MariaDb

Recursive CTEs

This is just a quick explanation of the topic on a simple example. It won’t deal with optimization, merely wrapping your mind around the concept. CTE (Common Table Expression) is a… hmm.. think of it as a temporary view. You bring in some set of results and then you’re able to query it. Recursive CTE just adds recursion to the ploy.

Recursion is generally known concept in programming - a function calls itself. In SQL it’s similar in that the CTE references itself. There’s a certain learning curve to all things recursive, so let’s try to simplify it into two queries.

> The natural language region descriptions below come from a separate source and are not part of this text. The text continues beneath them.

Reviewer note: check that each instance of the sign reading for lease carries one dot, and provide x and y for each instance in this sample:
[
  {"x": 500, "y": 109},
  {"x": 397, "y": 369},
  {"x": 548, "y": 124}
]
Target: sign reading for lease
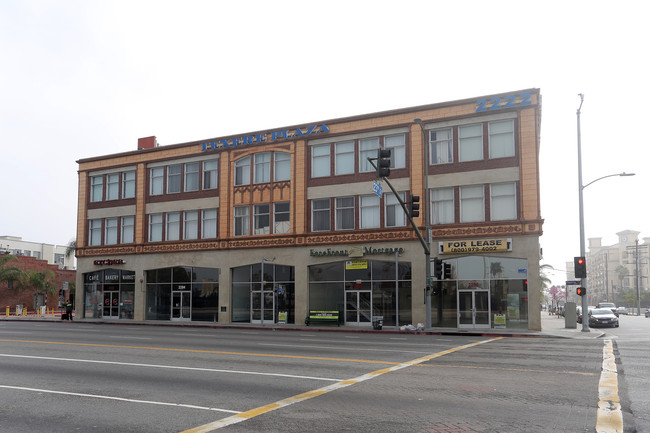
[{"x": 475, "y": 246}]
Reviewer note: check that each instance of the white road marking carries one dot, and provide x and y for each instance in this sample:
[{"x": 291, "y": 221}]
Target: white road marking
[
  {"x": 129, "y": 400},
  {"x": 174, "y": 367}
]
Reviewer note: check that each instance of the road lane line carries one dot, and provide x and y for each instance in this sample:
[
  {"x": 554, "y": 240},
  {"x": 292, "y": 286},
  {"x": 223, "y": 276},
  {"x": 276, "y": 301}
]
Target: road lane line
[
  {"x": 609, "y": 418},
  {"x": 173, "y": 367},
  {"x": 215, "y": 352},
  {"x": 234, "y": 419},
  {"x": 128, "y": 400}
]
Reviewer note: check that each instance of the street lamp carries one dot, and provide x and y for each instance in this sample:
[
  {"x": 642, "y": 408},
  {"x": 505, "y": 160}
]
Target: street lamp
[
  {"x": 581, "y": 187},
  {"x": 427, "y": 228}
]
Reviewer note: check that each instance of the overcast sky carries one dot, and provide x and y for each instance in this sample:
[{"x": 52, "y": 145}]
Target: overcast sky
[{"x": 87, "y": 78}]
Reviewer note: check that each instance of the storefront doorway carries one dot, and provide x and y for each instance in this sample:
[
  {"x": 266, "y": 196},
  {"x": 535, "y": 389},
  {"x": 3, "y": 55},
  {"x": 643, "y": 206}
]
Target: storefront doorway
[
  {"x": 111, "y": 304},
  {"x": 181, "y": 305},
  {"x": 262, "y": 303},
  {"x": 358, "y": 307},
  {"x": 473, "y": 308}
]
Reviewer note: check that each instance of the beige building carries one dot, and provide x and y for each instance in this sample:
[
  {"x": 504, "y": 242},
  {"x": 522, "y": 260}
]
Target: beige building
[{"x": 271, "y": 226}]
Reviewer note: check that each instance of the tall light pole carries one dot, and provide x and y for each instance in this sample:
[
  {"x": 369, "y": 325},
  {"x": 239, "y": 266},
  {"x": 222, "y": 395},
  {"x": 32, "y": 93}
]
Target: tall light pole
[
  {"x": 427, "y": 227},
  {"x": 583, "y": 281}
]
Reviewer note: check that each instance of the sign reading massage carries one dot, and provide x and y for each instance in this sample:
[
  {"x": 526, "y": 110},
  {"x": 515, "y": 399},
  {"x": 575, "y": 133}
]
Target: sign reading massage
[
  {"x": 265, "y": 137},
  {"x": 475, "y": 246}
]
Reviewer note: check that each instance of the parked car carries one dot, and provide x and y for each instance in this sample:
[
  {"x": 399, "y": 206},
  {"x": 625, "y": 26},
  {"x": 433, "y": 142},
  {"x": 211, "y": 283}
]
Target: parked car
[
  {"x": 602, "y": 317},
  {"x": 609, "y": 305}
]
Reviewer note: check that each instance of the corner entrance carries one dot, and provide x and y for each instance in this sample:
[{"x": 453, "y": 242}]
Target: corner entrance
[{"x": 473, "y": 309}]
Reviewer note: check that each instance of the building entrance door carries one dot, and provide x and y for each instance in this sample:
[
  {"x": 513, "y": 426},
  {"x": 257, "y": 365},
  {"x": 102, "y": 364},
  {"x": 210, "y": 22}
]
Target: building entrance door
[
  {"x": 262, "y": 301},
  {"x": 111, "y": 304},
  {"x": 358, "y": 307},
  {"x": 181, "y": 302},
  {"x": 473, "y": 309}
]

Imagine the Following Structure

We’ll have two tables, one for topics and another one for articles. A topic may have a parent - which would be a (:self-referencing foreign key|A foreign key created from the same table, basically the foreign key is tied to the primary key of the very table it’s located in, for example an article might have a ‘next’ foreign key that’s merely the next-in-series articles primary key within the same table:). Our articles will have an id_topic. Let’s simplify it to the bare necessities: article (id_article AI UN INT, id_topic FK UN INT, content VARCHAR) topic (id_topic AI UN INT, parent FK UN INT, name VARCHAR)

Now, our goal is to:

  1. Count the number of all nested sub-topics within a topic
  2. Count the number of articles under a topic, including articles within all sub-topics

Let’s Do It

When dealing with recursion, you usually want to have a clear image of what you actually want to accomplish. In our case it’s going to be some way of finding all topics with the parent id of the uppermost topic and then their children. For the second goal, it’s going to be something similar, only that time we’ll be looking for articles with id_topic matching those ‘fetched’ topics.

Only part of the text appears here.